The president risks rendering impossible the only element of his counterterrorism strategy that has bred success. An obvious problem is that there is almost never a “near certainty” that a target is the person we think he is and that he is located where we think. President Obama either is imposing a far too strict level of proof on our military and intelligence officers or the standards will be rarely followed. But worse, if the U.S. publicly announces that it will not attack terrorists if civilian casualties will result, terrorists will always meet and travel in entourages of innocent family members and others — a tactic adopted by potential targets of Israeli targeted killings in the West Bank. Neither of these standards — near certainty of the identity of the target or of zero civilian casualties — applies to wartime operations. President Obama is placing impossible conditions on the use of force for what can only be assumed to be ideological reasons.

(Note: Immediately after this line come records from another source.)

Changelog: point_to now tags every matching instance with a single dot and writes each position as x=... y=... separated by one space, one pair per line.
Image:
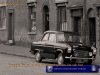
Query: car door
x=50 y=46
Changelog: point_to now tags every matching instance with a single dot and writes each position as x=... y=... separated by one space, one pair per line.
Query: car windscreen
x=64 y=37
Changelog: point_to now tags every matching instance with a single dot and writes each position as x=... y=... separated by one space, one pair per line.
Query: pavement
x=24 y=52
x=15 y=50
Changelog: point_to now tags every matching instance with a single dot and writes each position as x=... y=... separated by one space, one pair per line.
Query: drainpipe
x=84 y=22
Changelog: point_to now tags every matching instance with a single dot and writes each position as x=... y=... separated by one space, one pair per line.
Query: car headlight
x=69 y=49
x=94 y=50
x=90 y=53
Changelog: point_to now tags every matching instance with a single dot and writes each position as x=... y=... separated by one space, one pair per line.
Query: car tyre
x=60 y=59
x=38 y=57
x=89 y=62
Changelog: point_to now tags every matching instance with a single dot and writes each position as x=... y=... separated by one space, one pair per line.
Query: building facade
x=14 y=22
x=80 y=16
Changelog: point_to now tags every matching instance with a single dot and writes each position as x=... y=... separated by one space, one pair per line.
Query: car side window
x=45 y=37
x=52 y=37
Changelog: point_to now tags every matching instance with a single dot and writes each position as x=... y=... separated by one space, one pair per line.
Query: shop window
x=62 y=20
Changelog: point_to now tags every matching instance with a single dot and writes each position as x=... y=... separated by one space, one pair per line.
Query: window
x=77 y=24
x=33 y=18
x=52 y=38
x=45 y=38
x=62 y=20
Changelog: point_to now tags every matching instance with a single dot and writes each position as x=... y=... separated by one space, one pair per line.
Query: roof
x=68 y=32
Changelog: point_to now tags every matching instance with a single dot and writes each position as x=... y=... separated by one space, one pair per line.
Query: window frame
x=61 y=20
x=55 y=37
x=3 y=18
x=44 y=36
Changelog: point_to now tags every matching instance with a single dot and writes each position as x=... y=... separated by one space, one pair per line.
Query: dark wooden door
x=11 y=27
x=92 y=30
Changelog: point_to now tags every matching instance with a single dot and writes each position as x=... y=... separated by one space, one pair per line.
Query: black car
x=63 y=46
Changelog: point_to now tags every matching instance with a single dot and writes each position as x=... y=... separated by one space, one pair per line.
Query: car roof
x=68 y=32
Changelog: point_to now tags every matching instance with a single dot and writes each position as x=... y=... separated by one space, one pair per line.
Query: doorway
x=46 y=18
x=11 y=28
x=92 y=31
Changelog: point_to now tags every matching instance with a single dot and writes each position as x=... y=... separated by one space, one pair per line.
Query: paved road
x=14 y=65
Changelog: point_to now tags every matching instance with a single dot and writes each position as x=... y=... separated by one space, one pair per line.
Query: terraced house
x=13 y=21
x=23 y=21
x=80 y=16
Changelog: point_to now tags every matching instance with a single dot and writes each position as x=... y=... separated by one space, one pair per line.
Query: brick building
x=81 y=16
x=23 y=21
x=13 y=21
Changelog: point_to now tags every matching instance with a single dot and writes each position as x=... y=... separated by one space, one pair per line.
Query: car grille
x=81 y=53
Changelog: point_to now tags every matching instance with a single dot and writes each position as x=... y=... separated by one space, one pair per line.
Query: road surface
x=14 y=65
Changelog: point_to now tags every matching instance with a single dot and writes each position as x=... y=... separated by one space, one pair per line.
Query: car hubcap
x=60 y=60
x=37 y=56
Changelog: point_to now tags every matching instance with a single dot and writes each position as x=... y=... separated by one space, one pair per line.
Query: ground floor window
x=77 y=24
x=32 y=14
x=2 y=17
x=62 y=20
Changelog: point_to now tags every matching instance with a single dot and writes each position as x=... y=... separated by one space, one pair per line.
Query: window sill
x=31 y=33
x=1 y=29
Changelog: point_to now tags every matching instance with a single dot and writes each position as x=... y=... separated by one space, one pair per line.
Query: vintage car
x=63 y=46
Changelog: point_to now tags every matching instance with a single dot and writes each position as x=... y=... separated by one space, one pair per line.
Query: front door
x=92 y=30
x=46 y=18
x=11 y=27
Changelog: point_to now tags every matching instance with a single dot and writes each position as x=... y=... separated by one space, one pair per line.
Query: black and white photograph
x=40 y=34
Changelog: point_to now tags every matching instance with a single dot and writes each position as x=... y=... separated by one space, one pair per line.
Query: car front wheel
x=38 y=57
x=60 y=59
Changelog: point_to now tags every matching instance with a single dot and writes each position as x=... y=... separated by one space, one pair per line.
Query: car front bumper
x=80 y=58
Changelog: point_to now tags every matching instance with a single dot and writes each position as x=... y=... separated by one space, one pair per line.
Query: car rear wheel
x=38 y=57
x=89 y=62
x=60 y=59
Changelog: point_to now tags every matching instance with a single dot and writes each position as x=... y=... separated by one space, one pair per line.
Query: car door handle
x=49 y=45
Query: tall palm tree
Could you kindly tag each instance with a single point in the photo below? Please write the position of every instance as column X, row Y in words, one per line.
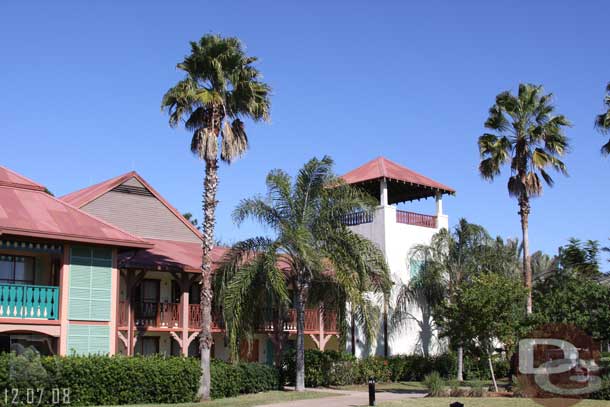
column 451, row 258
column 221, row 87
column 602, row 121
column 312, row 248
column 529, row 137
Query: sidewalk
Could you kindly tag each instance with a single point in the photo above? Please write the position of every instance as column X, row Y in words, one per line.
column 346, row 398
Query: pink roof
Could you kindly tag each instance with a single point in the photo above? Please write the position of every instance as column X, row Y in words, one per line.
column 12, row 179
column 381, row 167
column 84, row 196
column 26, row 210
column 168, row 255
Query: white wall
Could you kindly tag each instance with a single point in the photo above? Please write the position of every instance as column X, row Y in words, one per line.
column 396, row 240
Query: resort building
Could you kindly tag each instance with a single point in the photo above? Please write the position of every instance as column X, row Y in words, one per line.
column 115, row 268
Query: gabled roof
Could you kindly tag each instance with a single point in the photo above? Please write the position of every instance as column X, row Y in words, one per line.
column 12, row 179
column 84, row 196
column 27, row 210
column 404, row 184
column 169, row 255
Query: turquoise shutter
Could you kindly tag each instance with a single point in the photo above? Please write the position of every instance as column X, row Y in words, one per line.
column 415, row 267
column 90, row 284
column 88, row 339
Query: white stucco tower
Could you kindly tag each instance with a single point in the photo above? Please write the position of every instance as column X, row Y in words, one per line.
column 397, row 232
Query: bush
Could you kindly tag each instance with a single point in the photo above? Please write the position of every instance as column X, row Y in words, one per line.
column 230, row 380
column 115, row 380
column 435, row 384
column 332, row 368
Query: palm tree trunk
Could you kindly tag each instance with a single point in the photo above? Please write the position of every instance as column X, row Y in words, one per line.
column 491, row 369
column 460, row 374
column 300, row 300
column 210, row 186
column 524, row 212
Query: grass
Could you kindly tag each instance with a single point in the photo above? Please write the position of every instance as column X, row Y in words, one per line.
column 395, row 387
column 485, row 402
column 248, row 400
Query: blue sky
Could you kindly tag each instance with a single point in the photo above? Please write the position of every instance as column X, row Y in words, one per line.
column 81, row 84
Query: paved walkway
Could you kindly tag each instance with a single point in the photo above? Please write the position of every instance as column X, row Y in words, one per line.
column 346, row 398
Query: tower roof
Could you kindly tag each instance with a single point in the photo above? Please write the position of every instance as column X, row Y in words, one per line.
column 404, row 184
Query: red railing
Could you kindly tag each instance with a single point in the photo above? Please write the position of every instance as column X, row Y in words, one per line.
column 357, row 218
column 151, row 314
column 167, row 315
column 417, row 219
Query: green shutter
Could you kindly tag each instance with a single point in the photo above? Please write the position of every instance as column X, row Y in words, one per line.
column 90, row 284
column 88, row 339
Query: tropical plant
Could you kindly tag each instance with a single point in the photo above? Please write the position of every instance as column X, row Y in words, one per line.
column 529, row 137
column 311, row 245
column 580, row 258
column 221, row 87
column 485, row 310
column 602, row 121
column 450, row 259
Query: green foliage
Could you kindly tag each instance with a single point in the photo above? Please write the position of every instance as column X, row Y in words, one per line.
column 580, row 258
column 602, row 121
column 488, row 308
column 527, row 136
column 103, row 380
column 332, row 368
column 566, row 297
column 230, row 380
column 604, row 393
column 435, row 384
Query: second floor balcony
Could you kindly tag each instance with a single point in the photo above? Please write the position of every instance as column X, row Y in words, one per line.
column 25, row 301
column 158, row 315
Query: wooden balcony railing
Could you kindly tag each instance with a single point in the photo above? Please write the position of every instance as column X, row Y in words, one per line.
column 357, row 218
column 416, row 219
column 29, row 301
column 167, row 315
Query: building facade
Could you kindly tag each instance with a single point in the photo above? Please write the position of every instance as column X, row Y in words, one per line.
column 119, row 275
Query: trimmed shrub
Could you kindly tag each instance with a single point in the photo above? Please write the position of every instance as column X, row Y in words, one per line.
column 332, row 368
column 435, row 384
column 103, row 380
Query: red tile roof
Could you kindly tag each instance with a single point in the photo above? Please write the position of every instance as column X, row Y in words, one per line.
column 12, row 179
column 169, row 255
column 26, row 210
column 381, row 167
column 84, row 196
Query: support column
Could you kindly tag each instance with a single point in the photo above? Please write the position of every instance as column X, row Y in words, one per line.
column 114, row 305
column 184, row 303
column 439, row 204
column 383, row 192
column 64, row 291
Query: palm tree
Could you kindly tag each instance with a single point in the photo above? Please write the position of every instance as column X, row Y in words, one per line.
column 312, row 248
column 602, row 121
column 450, row 259
column 221, row 87
column 528, row 137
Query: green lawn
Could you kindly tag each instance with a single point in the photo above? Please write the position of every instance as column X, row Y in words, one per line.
column 397, row 387
column 248, row 400
column 483, row 402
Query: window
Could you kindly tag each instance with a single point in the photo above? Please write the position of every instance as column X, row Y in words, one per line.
column 17, row 270
column 415, row 267
column 147, row 345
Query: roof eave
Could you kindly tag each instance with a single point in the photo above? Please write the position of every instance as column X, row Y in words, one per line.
column 76, row 238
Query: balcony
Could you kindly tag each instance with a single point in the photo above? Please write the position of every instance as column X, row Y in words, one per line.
column 415, row 219
column 29, row 301
column 403, row 217
column 168, row 315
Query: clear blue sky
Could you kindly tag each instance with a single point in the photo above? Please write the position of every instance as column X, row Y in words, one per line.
column 81, row 83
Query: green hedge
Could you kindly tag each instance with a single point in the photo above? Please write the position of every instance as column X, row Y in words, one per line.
column 103, row 380
column 332, row 368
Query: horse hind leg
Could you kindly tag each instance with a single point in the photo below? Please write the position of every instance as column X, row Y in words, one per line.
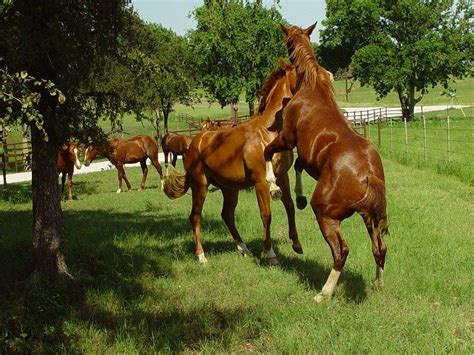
column 199, row 192
column 145, row 173
column 301, row 201
column 228, row 215
column 332, row 234
column 263, row 197
column 284, row 183
column 376, row 230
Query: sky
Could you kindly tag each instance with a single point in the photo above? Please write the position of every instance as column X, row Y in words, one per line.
column 174, row 14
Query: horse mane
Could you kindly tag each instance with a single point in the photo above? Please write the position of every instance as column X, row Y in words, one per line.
column 309, row 71
column 268, row 85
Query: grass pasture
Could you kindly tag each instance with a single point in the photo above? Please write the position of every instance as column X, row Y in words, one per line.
column 138, row 288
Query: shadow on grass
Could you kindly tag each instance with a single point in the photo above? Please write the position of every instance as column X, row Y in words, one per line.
column 109, row 287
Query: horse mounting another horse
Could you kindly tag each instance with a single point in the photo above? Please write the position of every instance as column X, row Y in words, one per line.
column 347, row 167
column 120, row 152
column 174, row 144
column 67, row 157
column 232, row 159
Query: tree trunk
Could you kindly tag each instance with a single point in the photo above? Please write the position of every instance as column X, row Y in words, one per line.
column 165, row 120
column 157, row 124
column 251, row 108
column 48, row 227
column 234, row 108
column 24, row 147
column 408, row 103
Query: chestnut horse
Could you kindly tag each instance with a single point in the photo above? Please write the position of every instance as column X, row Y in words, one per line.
column 174, row 144
column 215, row 125
column 120, row 152
column 232, row 159
column 66, row 159
column 347, row 167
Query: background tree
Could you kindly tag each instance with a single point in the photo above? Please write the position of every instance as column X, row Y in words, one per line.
column 235, row 45
column 407, row 46
column 54, row 48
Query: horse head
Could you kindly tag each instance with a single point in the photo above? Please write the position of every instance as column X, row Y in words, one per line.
column 71, row 151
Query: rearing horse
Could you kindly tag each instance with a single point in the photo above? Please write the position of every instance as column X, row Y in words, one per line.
column 232, row 159
column 347, row 167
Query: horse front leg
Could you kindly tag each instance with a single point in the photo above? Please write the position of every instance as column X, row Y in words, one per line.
column 284, row 183
column 301, row 201
column 279, row 144
column 231, row 198
column 263, row 197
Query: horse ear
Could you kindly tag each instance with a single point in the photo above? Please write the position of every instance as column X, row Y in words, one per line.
column 310, row 29
column 282, row 63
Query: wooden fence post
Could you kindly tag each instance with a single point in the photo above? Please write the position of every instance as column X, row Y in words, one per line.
column 4, row 155
column 448, row 143
column 379, row 134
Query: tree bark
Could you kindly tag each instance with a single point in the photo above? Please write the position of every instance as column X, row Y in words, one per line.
column 408, row 103
column 251, row 108
column 48, row 227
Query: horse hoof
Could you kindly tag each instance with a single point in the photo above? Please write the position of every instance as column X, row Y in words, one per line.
column 320, row 297
column 202, row 259
column 272, row 261
column 244, row 250
column 276, row 194
column 378, row 284
column 301, row 202
column 298, row 249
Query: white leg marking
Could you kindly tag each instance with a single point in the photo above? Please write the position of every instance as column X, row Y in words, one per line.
column 329, row 286
column 298, row 184
column 77, row 162
column 275, row 191
column 202, row 259
column 271, row 257
column 243, row 249
column 378, row 277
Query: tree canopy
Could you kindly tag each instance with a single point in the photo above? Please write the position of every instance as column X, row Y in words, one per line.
column 407, row 46
column 47, row 53
column 235, row 45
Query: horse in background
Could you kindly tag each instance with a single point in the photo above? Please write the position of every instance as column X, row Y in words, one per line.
column 128, row 151
column 67, row 157
column 232, row 160
column 174, row 144
column 347, row 167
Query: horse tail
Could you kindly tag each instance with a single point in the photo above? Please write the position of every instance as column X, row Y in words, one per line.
column 175, row 184
column 373, row 206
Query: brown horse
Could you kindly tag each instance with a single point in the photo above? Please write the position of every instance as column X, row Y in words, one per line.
column 174, row 144
column 347, row 167
column 232, row 160
column 66, row 159
column 215, row 125
column 120, row 152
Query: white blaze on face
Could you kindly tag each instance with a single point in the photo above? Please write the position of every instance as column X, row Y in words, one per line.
column 77, row 162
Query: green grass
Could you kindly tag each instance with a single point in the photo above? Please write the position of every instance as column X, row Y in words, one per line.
column 410, row 147
column 138, row 288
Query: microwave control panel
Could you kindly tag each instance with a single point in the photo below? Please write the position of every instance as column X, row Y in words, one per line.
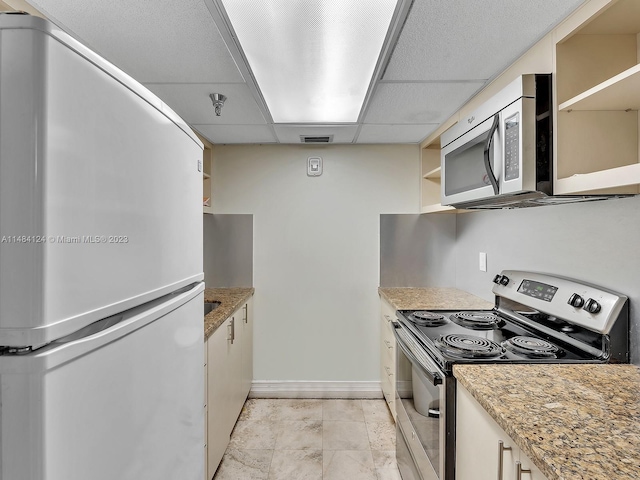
column 512, row 147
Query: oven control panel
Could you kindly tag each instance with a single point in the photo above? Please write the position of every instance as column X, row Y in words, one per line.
column 589, row 306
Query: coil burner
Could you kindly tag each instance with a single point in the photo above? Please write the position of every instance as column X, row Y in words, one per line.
column 468, row 346
column 427, row 319
column 476, row 320
column 531, row 347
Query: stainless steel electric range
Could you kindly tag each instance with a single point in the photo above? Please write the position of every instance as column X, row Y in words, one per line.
column 537, row 318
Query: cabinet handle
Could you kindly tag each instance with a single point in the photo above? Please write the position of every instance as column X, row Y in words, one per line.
column 520, row 471
column 501, row 450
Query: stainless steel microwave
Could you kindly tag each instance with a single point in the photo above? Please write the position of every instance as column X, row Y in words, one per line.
column 502, row 153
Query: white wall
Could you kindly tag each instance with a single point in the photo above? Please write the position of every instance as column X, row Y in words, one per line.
column 316, row 250
column 594, row 242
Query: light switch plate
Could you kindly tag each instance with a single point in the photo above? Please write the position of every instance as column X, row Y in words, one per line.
column 314, row 166
column 482, row 261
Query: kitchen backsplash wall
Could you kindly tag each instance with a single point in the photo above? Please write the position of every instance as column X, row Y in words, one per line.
column 228, row 250
column 405, row 262
column 595, row 242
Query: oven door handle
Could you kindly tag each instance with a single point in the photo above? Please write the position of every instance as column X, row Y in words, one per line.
column 487, row 151
column 424, row 363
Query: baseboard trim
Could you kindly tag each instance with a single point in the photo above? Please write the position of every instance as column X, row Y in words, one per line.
column 314, row 389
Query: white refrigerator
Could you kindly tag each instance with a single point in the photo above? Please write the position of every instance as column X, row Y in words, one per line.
column 101, row 293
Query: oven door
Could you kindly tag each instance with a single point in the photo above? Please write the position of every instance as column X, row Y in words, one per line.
column 421, row 411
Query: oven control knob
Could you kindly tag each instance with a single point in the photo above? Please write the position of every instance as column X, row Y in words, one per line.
column 591, row 306
column 576, row 300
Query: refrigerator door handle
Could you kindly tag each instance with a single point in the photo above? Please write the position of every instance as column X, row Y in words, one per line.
column 100, row 333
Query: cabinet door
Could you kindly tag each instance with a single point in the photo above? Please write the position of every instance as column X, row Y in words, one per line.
column 478, row 443
column 388, row 356
column 235, row 359
column 247, row 348
column 206, row 421
column 220, row 419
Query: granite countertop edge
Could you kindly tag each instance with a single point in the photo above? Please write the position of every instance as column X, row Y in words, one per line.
column 230, row 300
column 573, row 421
column 432, row 298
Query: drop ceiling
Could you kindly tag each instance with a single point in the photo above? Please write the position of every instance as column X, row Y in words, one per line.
column 443, row 54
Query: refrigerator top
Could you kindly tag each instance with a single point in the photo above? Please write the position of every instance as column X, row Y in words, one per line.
column 29, row 22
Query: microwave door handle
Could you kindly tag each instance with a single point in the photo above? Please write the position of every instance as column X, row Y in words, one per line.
column 487, row 150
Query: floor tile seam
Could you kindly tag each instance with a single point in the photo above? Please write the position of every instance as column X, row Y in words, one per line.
column 270, row 463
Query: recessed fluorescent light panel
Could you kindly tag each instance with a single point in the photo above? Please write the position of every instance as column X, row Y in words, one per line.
column 312, row 59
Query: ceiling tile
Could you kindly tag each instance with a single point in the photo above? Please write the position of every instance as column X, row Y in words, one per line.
column 236, row 133
column 192, row 102
column 395, row 133
column 464, row 40
column 159, row 41
column 418, row 103
column 291, row 133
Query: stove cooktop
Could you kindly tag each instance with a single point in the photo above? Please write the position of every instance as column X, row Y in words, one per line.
column 489, row 337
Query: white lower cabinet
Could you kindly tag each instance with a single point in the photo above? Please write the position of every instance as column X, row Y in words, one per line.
column 388, row 355
column 483, row 449
column 229, row 375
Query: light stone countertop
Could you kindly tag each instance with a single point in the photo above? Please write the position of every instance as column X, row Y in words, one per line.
column 435, row 298
column 573, row 421
column 230, row 300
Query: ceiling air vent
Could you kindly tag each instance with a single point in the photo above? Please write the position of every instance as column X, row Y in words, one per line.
column 316, row 139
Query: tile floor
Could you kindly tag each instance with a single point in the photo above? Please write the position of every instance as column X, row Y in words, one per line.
column 288, row 439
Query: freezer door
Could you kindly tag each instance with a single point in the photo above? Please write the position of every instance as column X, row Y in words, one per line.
column 100, row 188
column 122, row 403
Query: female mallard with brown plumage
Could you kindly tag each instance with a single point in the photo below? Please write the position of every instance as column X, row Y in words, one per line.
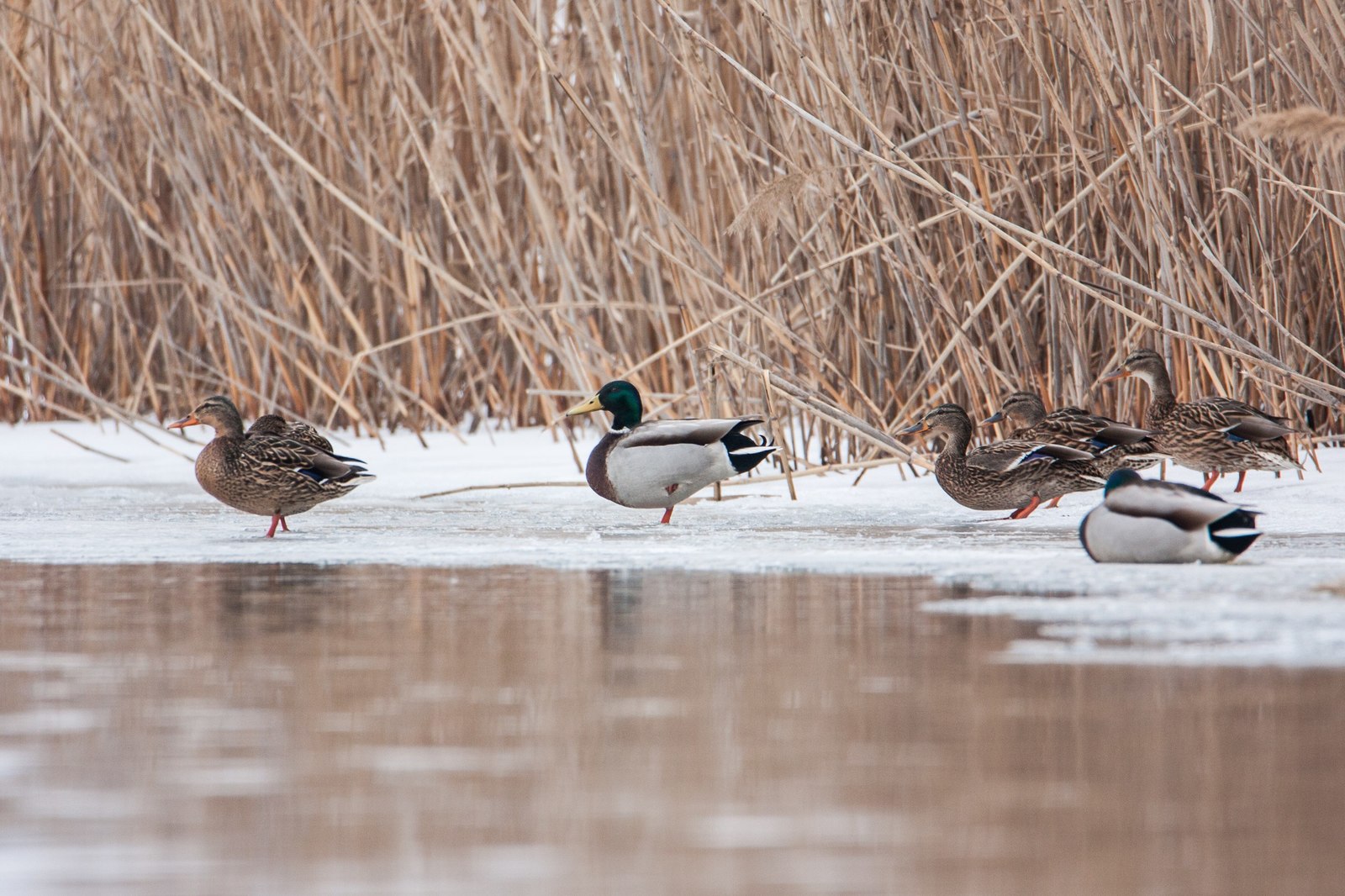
column 1210, row 435
column 1114, row 444
column 661, row 463
column 266, row 474
column 1031, row 472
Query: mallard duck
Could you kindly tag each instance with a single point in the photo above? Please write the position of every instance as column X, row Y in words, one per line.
column 1114, row 444
column 661, row 463
column 1026, row 474
column 1210, row 435
column 1145, row 521
column 264, row 474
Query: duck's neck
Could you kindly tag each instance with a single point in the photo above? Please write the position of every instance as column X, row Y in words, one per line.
column 625, row 414
column 229, row 427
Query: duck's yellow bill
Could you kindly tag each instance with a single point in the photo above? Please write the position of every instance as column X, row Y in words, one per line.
column 585, row 407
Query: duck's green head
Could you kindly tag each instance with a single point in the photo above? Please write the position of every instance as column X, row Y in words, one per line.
column 619, row 398
column 1123, row 477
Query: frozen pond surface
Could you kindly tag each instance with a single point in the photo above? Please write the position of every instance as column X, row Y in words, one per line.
column 1278, row 606
column 237, row 730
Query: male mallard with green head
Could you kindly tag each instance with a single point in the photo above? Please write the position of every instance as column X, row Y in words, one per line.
column 1026, row 474
column 1210, row 435
column 661, row 463
column 1145, row 521
column 266, row 474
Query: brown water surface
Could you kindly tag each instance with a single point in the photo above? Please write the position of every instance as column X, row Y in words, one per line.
column 300, row 730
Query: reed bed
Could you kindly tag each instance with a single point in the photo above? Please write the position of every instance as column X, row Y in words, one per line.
column 383, row 214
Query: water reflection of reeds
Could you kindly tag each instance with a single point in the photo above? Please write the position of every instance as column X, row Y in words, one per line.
column 531, row 730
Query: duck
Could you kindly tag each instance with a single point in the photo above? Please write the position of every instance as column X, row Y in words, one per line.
column 296, row 430
column 1147, row 521
column 1113, row 443
column 1024, row 472
column 661, row 463
column 266, row 474
column 1210, row 435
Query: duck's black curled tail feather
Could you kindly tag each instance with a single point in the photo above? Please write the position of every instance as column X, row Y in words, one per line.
column 746, row 452
column 1237, row 532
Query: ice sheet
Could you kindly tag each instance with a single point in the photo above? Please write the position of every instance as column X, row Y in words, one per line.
column 61, row 502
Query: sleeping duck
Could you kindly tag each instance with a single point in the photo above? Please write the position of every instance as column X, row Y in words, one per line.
column 1147, row 521
column 661, row 463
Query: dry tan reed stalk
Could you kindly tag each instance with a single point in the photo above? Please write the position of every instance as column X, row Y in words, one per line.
column 388, row 217
column 1302, row 128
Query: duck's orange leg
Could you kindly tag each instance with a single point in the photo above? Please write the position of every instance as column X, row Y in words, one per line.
column 1024, row 512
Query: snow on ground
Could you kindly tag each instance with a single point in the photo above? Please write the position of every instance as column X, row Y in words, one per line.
column 61, row 502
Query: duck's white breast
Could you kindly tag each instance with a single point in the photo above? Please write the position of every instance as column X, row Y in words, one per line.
column 641, row 475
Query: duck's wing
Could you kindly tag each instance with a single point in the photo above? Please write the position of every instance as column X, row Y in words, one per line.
column 1237, row 419
column 307, row 435
column 1094, row 430
column 280, row 456
column 685, row 432
column 1002, row 456
column 1187, row 508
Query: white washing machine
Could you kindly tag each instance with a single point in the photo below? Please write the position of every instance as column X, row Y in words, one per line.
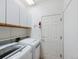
column 16, row 51
column 35, row 44
column 25, row 53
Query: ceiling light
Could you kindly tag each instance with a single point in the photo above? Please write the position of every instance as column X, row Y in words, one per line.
column 30, row 2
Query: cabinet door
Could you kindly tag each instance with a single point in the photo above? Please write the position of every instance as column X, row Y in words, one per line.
column 12, row 12
column 2, row 11
column 23, row 17
column 52, row 37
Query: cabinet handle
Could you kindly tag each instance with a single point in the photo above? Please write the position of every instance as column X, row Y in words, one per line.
column 61, row 19
column 61, row 37
column 60, row 55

Friedersdorf notes sarcastically, “How shameful that policy-making is so ideological these days. You can’t even shoot Hellfire missiles at foreigners whose identities you’re not quite sure about anymore, just because they might be innocent.”
Yoo actually misrepresents the Obama administration’s standards for drone strikes. As outlined in a leaked Justice Department memo, “The condition that an operational leader present an ‘imminent’ threat of violent attack against the United States does not require the United States to have clear evidence that a specific attack on U.S. persons and interests will take place in the immediate future.” That standard contradicts the legal prerequisite for the use of force by states, that it aim to obstruct an actually imminent attack.
But Yoo’s flippant attitude toward killing civilians is noteworthy in two ways. First – the obvious – is that it reveals a truly sick disregard for the killing of innocent human beings. They can be ripped to shreds, Yoo thinks, if they are near a so-called terrorist.
The second reason it is noteworthy is that Yoo argues trying to avoid killing civilians who are in the vicinity of enemy combatants doesn’t apply “to wartime operations.” Leave aside the legal reasoning for a moment and consider if Yoo would support the same standard in reverse. By his own logic, given that the United States and “the terrorists” are at war, it is also acceptable – indeed, it is a moral obligation – for al-Qaeda to go ahead and bomb the Pentagon City metro stop in Washington, DC because there are a lot of active duty U.S. soldiers there. The fact that those soldiers are hiding among civilians shouldn’t matter to al-Qaeda operatives, according to Yoo’s logic. It’s also fine to bomb a U.S. diplomatic building, granted there are U.S. soldiers there too. How about an attack on the U.S. Capitol, even if there is a tour guide and 50 civilian visitors there as well?
Or does Yoo mean to suggest that standards inherent in “wartime operations,” should only apply to U.S. actions on them, and not the other way around?
Either way, knowingly targeting civilians because they happen to be in the vicinity of an often unidentified suspect presumed to commit some future harm comes dangerously close to the strategy employed by al-Qaeda.